Here’s another overlooked truth: mental health needs consistent, sometimes constant maintenance but it’s sometimes impossible to grant yourself that maintenance. Therapy is exhausting, expensive, and it can sometimes feel as though it’s making things worse for a long time before it starts to help make things better.

Antidepressants can do the same.


I’ve had to make my peace with the fact that my mental health cannot always be at the top of my list of priorities, because sometimes my physical health needs to top that list. Sometimes, my job needs to top that list otherwise I won’t be able to take care of either my physical or mental health, or even possibly my basic needs.

And my final truth: guilt is paralyzing and very often entirely pointless. I’ve been sucked down into spirals of guilt and agony over the neglect I’ve put my body and mind through and often come out the other side feeling as though my health issues are punishment for my ill-treatment of myself and so must be endured.

That’s ridiculous. My health issues need to be fixed, as much as I can fix them and when I can fix them. Accepting them as some form of penance makes exactly zero sense, when you look at it logically. But mental health issues often tie logic up and chuck it away in the metaphorical rubbish bin of a mind.

This is when hopelessness sets in. Hopelessness fuels depression. I’ve made it one of my missions in life to eradicate hopelessness from my personal world. I don’t know how yet, and I don’t know when yet. But I do know that it’s going to happen In Shaa Allah.


There are rough days and sometimes those days outnumber the good. There are all-nighters and pots of coffee, and an all-too-familiar ache in my chest where I can’t breathe. There’s extra fat where I don’t want it and there’s self-doubt where I don’t need it.

I struggled with depression and I wanted to kill myself.
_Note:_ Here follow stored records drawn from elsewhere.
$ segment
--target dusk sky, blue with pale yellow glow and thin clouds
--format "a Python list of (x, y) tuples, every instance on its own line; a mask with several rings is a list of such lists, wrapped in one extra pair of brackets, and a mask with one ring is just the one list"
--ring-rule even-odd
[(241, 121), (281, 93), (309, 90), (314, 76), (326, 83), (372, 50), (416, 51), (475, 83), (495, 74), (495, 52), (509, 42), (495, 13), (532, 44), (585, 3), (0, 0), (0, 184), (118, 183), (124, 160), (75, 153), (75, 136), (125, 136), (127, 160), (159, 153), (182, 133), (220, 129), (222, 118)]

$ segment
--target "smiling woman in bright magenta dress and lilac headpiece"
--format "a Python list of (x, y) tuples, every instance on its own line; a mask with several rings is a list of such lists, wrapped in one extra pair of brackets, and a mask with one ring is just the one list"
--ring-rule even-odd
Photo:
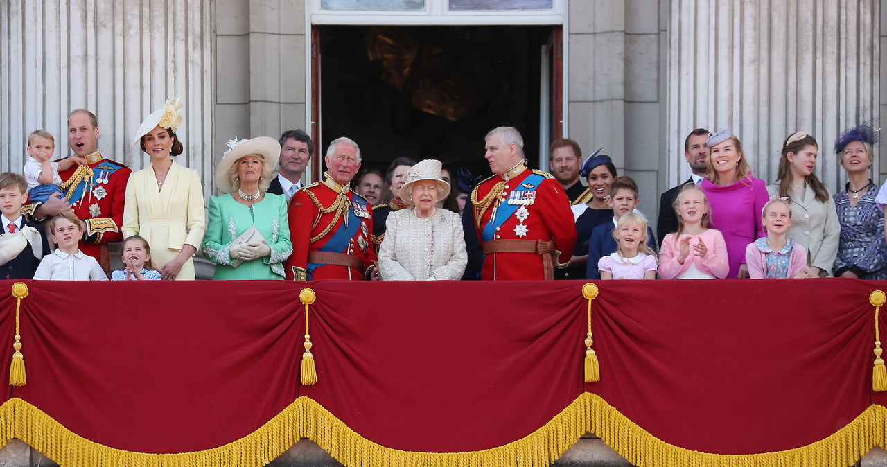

I picked myself back up. And then it happened again, and I had to start over. You’re not alone. Not if you’re in an entirely new dark place and not if you’ve fallen somewhere you know intimately which has the power to terrify you.

I’m on a roller coaster, and it’s okay if you are too. Forgive the moments of weakness and celebrate the moments of strength. Take a break when you need it, and maybe another one for good measure. And when you’re ready, keep fighting the fight.